Für Gourmets: 5 Sterne

Ein rasanter Ritt, der den Staub auf den Erinnerungen aufwirbelt
“Da war ich also. Angekommen. Ha, angekommen! Ich war in diese Stadt zurückgekehrt, die eine riesige Rumpelkammer ist, Matsch und Oliven, Staubschönheit, Abende auf der verlassenen Terrasse des Hotels Ilirija, Schwermetalle in der Luft, Kot und Kiefernholz, Katzen und glitschige Fischschuppen auf der öligen Helling und das Meer glatt gezogen bis Dezember, wenn die Südwestwinde wehen.” Es ist die dalmatinische Stadt Dubrovnik, die Dada mit diesen Worten so plastisch beschreibt, die sie schmecken und riechen lässt, ihre kroatische Heimat, gezeichnet vom Krieg und der Erholungsgier der Touristen.

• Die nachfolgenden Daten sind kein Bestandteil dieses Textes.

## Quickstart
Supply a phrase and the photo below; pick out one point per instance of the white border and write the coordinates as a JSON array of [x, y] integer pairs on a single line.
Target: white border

Die junge Frau – die im Alten Ort Rusty genannt wird wegen der roten Haare – hat ihr Studium in Zagreb abgebrochen und einen Mann ohne ein Wort verlassen, hat sich in den Zug gesetzt nach Hause. Hier lebt die Schwester und gibt Acht auf die Mutter, damit diese nicht zerfällt in ihrer Trauer um den Vater und den Bruder. Der Vater starb an den Folgen seiner Arbeit in der Zementfabrik, Dada denkt gern an ihn und seine wilde Leidenschaft für Cowboys: “Der Papagei imitierte das Pfeifen, mit dem uns Vater immer rief, und jagte uns damit Angst ein, denn Vater war streng. Erst später wurde er weicher, erinnere ich mich, als hätte er gewusst, dass zu nichts mehr Zeit bleibt außer zum Spielen.” Daniel dagegen – und das ist die Tragödie, die die zersplitterte Familie in ihren Fängen hält – hat sich mit 18 Jahren vor den Intercity Osijek-Zagreb-Split geworfen. Dada hat ihn geliebt, als Kind war sie mit ihm enger verbunden als mit der großen gehässigen Schwester. Sie waren die Cowboys, die gegen die Indianer – die Irokesen-Brüder vom Schienenclan – kämpften. Seit Jahren fragt sich Dada, was geschehen ist. Und will endlich eine Antwort.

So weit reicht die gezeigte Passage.